Рентген строгого режима
Шрифт:
В темном, без окон, кузове воронка я ничего не видел. Битком набитая заключенными-этапниками машина помчалась по улицам Ленинграда. Примерно через полчаса остановилась, и нас стали по одному выгружать. Мы оказались где-то на задворках большого вокзала, влево и вправо от нас тянулись бесконечные нитки рельс, а неподалеку стоял обыкновенный с виду пассажирский вагон, один почему-то, как потом поняли, «столыпин». Сначала нас было человек двадцать, потом стали подъезжать еще воронки, и собралось уже около сотни или даже больше этапников. Нас плотным кольцом окружали солдаты с автоматами, обыкновенных – не заключенных – людей нигде не было видно. Началась посадка. Это было началом моей лагерной жизни, жизни политического заключенного, первые ее минуты…
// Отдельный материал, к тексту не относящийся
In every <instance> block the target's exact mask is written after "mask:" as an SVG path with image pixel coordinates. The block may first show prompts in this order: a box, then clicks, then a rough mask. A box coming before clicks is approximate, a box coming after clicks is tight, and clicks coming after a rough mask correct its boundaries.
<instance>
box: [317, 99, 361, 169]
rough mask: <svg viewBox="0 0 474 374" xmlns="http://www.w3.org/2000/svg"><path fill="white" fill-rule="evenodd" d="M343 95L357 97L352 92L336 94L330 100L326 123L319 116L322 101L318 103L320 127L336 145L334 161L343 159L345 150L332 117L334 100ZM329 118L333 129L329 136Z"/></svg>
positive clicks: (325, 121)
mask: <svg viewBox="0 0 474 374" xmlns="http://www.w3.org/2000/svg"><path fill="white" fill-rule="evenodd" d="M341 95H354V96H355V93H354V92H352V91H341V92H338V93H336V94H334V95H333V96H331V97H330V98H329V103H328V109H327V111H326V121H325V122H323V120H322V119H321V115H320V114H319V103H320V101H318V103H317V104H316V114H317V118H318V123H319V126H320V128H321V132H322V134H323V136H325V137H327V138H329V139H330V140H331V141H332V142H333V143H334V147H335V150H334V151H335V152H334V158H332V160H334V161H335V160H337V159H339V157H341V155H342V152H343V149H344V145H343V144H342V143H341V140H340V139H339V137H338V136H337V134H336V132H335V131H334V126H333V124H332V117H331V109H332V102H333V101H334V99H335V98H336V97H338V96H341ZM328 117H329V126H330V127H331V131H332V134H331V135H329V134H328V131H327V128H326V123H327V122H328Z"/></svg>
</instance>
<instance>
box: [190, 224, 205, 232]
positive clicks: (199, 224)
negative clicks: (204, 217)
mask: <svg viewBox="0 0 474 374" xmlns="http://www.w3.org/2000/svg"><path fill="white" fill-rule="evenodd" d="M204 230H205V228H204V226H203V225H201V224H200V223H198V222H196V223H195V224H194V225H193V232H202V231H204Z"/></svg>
Нас построили в очередь и по одному, с рук на руки, передавали конвою вместе с большим запечатанным
Начальник конвоя взял мой конверт, внимательно осмотрел меня с головы до ног, взглянул на мой мешок-сидор, опросил и, скомандовав «пошел», подтолкнул меня к вагону. С земли нелегко было взобраться на высокие ступени, да я еще был ослаблен тюрьмой и следствием. Подталкиваемый солдатом, я с трудом влез в вагон. В первый момент я увидел обычный коридор купейного вагона, но вместо привычной стены с откатывающимися дверями была стена из толстых круглых металлических прутков, как в клетках с хищными зверями в зоопарке, и сквозь прутья были видны руки и пальцы заключенных, уже сидевших в клетках. Размеры каждой клетки точно соответствовали размерам обыкновенного купе в пассажирском вагоне. Моя клетка, вторая от входа, была уже битком набита. Окна в купе не было, и я видел только согнутые спины и бледные лица сидящих на боковых лавках. Войти внутрь я не мог, было просто некуда, тогда двое солдат стали энергично заталкивать меня руками и ногами. В купе поднялась ругань, меня не пускали. Я возмутился и резко заявил конвою, что это безобразие, так не полагается. На поднявшийся шум пришел офицер.
– Сколько в камере? – спросил он.
– Семнадцать, – был ответ.
– Вот видишь, а по норме полагается двадцать три. Запихивайте его последним, а если будут шебаршить, добавьте пятерых.
Логика была неумолима, и меня затолкали в камеру, дверь с лязгом задвинулась, и ее закрыли на большой висячий замок. Я стоял, придавленный к чьей-то спине. В соседнем купе стоял страшный шум и гам, оно было уже закрыто, и там устраивались. Из дальнего купе неслись женские вопли и чудовищная ругань, и то, что так ругались женщины, было особенно невыносимо...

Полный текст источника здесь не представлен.